Judgment
Payment Notice 34 did not provide ‘an agenda for adjudication’. It set out no basis for the gross valuation increase of £1. Contrast its Payment Notice 34a which put forward a markedly larger figure and was accompanied by detailed calculations. Payment Notice No 34 did not set out the amount which Employer actually considered to be due. It was not necessary to show the Employer was acting in bad faith but equally it could not be said the notice stated the sum that Employer genuinely considered to be due. Payment Notice 34 was invalid and ineffective. The adjudicator took too narrow a view of his jurisdiction. The question of the capping beam claim was part of the payment dispute. Had the adjudicator considered the capping beam claim and concluded that the defence did not operate to reduce the amount due, his decision would have been unimpeachable (whether founded on either the interpretation of the Contract or on arguments as to the merits or quantum of the capping beam claim). This was a “material” breach of the rules of natural justice. Apart from anything else it was worth more in claimed value that the amount actually awarded. The Decision could be safely enforced as to the value of the Interim Payment Application 34. The starting point was that whenever it was safe to do so it would and could sever the good from the bad. Adjudicator was not asked to make a series of separate decisions. He reached a single decision with findings and conclusions in support.

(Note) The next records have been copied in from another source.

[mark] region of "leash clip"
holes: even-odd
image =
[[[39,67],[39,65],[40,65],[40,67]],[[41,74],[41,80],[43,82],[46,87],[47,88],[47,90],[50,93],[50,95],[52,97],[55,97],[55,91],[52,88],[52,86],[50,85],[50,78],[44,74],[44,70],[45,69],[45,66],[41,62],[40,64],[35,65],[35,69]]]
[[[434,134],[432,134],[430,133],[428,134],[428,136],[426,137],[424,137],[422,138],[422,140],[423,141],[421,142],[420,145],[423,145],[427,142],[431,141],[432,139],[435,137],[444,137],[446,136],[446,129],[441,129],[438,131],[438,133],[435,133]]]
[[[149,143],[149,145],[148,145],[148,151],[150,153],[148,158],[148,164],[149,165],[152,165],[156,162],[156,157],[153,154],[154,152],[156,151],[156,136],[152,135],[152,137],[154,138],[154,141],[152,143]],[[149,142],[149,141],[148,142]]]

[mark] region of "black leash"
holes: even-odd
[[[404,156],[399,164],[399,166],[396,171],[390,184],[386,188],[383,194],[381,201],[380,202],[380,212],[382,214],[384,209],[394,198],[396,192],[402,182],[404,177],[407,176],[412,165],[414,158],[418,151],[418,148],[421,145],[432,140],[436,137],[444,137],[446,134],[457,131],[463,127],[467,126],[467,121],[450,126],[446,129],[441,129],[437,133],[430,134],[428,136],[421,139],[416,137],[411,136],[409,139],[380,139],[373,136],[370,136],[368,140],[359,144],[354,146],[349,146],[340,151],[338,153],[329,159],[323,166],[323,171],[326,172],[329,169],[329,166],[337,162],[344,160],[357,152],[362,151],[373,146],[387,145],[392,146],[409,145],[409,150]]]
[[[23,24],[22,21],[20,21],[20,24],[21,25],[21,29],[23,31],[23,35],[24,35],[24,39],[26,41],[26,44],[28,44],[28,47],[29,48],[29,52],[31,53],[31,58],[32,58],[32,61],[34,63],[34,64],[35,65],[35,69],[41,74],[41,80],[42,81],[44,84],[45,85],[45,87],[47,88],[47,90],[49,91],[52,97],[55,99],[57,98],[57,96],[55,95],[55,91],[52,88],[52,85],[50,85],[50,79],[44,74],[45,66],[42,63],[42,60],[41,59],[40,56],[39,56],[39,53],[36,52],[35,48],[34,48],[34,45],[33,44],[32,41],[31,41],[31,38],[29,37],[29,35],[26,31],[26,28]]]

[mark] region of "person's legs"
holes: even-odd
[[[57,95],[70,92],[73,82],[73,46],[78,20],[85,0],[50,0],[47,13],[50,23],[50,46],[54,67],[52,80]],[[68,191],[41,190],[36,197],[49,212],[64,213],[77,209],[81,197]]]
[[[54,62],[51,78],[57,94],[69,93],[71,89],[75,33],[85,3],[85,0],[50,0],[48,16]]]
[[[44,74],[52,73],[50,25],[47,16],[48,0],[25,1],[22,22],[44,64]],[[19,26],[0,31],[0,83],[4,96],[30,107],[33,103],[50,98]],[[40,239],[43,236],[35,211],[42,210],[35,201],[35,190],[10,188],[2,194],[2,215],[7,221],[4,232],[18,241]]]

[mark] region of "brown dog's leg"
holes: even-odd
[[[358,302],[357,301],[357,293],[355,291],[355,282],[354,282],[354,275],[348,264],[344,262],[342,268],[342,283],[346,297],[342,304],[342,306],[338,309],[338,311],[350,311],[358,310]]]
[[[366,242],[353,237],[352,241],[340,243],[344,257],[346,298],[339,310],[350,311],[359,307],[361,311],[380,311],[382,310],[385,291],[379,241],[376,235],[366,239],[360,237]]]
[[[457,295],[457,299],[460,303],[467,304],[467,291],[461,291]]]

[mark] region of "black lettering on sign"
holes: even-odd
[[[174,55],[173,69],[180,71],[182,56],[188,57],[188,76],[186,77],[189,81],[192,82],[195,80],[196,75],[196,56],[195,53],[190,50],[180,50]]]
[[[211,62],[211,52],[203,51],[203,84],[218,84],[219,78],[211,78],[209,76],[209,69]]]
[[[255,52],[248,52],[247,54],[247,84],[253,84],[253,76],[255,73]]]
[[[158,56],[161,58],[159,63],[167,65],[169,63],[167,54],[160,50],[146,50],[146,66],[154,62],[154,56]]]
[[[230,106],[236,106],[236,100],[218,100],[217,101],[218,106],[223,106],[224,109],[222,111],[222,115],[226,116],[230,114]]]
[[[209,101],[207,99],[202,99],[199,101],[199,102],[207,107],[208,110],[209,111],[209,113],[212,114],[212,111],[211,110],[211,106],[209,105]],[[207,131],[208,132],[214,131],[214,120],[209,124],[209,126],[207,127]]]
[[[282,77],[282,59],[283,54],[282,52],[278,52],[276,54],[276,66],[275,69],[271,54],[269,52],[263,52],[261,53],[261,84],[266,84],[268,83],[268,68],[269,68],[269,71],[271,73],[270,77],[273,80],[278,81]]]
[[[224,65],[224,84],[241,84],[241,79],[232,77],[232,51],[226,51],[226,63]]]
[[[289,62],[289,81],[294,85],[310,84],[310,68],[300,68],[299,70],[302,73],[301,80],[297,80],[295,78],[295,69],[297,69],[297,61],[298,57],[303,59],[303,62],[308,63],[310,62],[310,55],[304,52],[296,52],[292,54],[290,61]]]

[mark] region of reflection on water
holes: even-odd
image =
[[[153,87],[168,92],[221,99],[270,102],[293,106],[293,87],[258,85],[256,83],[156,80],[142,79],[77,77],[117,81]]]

It would be artificial and inappropriate to stop at any particular point in a chain of reasoning. Nothing remaining could be safely enforced. The question whether Employer remained liable to pay the notified sum on Payment Application 34 and then seek return of any overpayment, was “academic” (for the purposes of the court proceedings) and not further addressed. Neither party had claimed any relief based on the invalidity of Payment Notice 34. In addition matters had moved on to payment cycle 35 which would be a proper matter for any further dispute.